We live in a world where we expect everything to be available 24/7. We want to be able to shop online, register for classes, watch movies whenever and wherever we want. This means many businesses now need to be running 24/7 or at least design the services that they provide so that they can be available 24/7. But we also live in a world where life doesn’t always happen as planned. A case in point would be the entire last year, which seemed to bring forth every possible disaster except for a zombie apocalypse (although the CDC does have zombie preparedness guidelines about how to prepare for this just in case).
Many organizations learned over the last year how important it is to have a business continuity plan (BCP) in place. A BCP can address many areas, such as who to contact in case of a disaster, safe locations to meet up, etc. BUT a key part of any BCP is ensuring that your business systems such as email or e-commerce sites remain available no matter what. This means you need to design your systems or purchase services that are designed with “high availability and reliability” in mind. But what do “high availability” and “reliability” really mean?
High availability can be defined as the percentage of time that the system remains operational, or is “generally available,” to serve its intended purpose (essentially the absence of downtime). Whereas reliability is related to the probability that a given system will yield correct output, sometimes within defined performance standards. Reliability is measured in terms of percentage of successful requests.
How are Reliability and Availability Calculated?
Cloud-based companies often cite a “reliability” figure of four-nines or five-nines. This refers to a percentage of 99.99% or 99.999% uptime.

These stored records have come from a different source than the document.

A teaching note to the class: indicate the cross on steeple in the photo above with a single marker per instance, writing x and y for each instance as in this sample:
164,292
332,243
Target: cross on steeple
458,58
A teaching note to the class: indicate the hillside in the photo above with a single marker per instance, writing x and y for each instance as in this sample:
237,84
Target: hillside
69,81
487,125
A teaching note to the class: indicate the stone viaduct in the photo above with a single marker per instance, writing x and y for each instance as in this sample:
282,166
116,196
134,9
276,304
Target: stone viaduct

Which actually makes it an availability figure not a reliability figure since it is measuring the percentage of time the system is operational or “generally available” NOT the percentage of time that users were successful in sending requests to the service. This means they are claiming to only be unavailable 52.58 minutes or 5.26 minutes out of the year. Sounds wonderful!

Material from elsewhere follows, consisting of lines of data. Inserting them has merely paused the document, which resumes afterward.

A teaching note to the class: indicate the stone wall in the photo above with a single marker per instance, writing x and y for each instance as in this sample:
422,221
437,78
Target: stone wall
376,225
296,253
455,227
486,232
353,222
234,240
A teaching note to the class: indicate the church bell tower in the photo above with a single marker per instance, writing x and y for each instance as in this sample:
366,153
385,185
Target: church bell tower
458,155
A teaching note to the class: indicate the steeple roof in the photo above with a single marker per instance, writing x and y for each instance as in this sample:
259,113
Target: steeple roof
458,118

Except if you go to their service status page, you will often see several outages or disruptions throughout the year, and if you add up the total time that it took to resolve those outages it would be well over 52 minutes.
So how can they make the claim of 99.99% uptime or better? Well, they are basing it off of that “generally available” part of the definition of availability. Their whole system might never have been down for more than 52.58 minutes or perhaps 5.26 minutes throughout the year, but certain services or services in certain regions of the world could have been down for a longer period. So the claim of 99.99% or 99.999% availability does not mean that all users were able to successfully access the services 99.99% or 99.999% of the time.
Need for Change
We need to change how we are calculating those four- or five-nines. What matters is a user’s experience. So what should matter is not whether or not the system was up but whether or not a user was successful in sending their request to the system. In the Identity and Access Management (IAM) space, we should measure this in terms of End User Login success no matter how they are logging in or what protocol they are using. Numbers like 99.999% uptime have no meaning if they do not match the user’s experience and we all need to be designing with our users in mind.